Het incident: uitvoerbaar bij voorraadverklaring
IV
In rov. 3.16 oordeelt het hof dat de incidentele grief van Centre Hotel dat de beslissing van de kantonrechter alsnog uitvoerbaar bij voorraad moet worden verklaard, slaagt omdat zij een evident belang heeft bij een beslissing die uitvoerbaar bij voorraad is. Daarop voortbouwend verklaart het hof, blijkens zijn dictum, niet alleen de beschikking van de kantonrechter uitvoerbaar bij voorraad, maar ook zijn beschikking in de hoofdzaak en in het incident. Hiertegen richt het volgende middelonderdeel.
IV.1
Het hof miskent hier dat de uitspraak van de kantonrechter tot benoeming van de deskundige, welke het hof bekrachtigt, voortbouwt op een consitutieve beslissing10., en dat de laatstgenoemde beslissing dus niet als een condemnatoire beslissing kan worden aangemerkt, dit omdat niemand tot een bepaalde prestatie wordt veroordeeld.

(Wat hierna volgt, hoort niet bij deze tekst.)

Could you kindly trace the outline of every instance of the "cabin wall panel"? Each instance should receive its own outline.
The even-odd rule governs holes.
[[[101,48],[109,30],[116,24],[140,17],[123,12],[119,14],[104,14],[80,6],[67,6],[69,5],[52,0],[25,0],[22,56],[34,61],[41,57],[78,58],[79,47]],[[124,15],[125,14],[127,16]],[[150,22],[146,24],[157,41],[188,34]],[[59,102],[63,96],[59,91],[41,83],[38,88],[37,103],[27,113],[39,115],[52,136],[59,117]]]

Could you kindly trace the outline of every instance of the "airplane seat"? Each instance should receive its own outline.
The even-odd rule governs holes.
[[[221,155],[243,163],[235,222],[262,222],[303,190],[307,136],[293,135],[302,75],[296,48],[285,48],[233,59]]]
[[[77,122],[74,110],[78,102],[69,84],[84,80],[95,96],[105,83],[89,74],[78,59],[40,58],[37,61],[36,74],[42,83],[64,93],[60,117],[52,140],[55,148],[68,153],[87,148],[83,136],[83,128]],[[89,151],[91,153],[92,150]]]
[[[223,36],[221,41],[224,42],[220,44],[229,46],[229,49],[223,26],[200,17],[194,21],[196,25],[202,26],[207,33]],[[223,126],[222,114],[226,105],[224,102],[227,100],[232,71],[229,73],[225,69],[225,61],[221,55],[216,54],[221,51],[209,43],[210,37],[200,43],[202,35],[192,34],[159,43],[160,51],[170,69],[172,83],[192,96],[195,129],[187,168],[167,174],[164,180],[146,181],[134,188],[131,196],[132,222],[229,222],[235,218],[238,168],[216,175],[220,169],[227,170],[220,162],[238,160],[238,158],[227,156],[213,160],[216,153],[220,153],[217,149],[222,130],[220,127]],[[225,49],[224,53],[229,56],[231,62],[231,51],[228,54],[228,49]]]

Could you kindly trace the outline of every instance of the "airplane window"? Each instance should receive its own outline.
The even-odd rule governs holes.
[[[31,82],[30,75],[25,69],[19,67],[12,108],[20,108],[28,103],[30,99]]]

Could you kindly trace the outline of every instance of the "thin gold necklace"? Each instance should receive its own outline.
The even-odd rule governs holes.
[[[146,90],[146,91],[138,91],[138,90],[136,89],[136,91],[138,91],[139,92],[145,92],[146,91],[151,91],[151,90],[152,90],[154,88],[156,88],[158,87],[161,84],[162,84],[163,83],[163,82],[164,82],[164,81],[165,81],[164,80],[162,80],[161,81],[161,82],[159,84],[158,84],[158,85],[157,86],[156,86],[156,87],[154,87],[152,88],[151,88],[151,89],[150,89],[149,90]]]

Dat betekent dat, nu de consitutieve uitspraak (in casu: gerechtelijke vernietiging) pas werking heeft indien deze in kracht van gewijsde is gegaan, die uitspraak en de daarop voortbouwende benoeming van de deskundige, welke het hof bekrachtigt, niet uitvoerbaar bij voorraad kúnnen worden verklaard. Daarop voortbouwend kan ook de beschikking van het hof waarin het de vernietiging van art. 9.2 van de Algemene bepalingen in de zesde alinea van rov. 3.11 bevestigd, en vervolgens de beschikking van de kantonrechter bekrachtigt, op diezelfde grond niet uitvoerbaar bij voorraad worden verklaard, nu deze uitspraak niet condemnatoir is. Zie voor een nadere toelichting op de werking van de constitutieve uitspraak naar de inleiding op de klachten in punt 2.6, alsmede middelonderdeel I.3 iv achter ‘ten tweede’.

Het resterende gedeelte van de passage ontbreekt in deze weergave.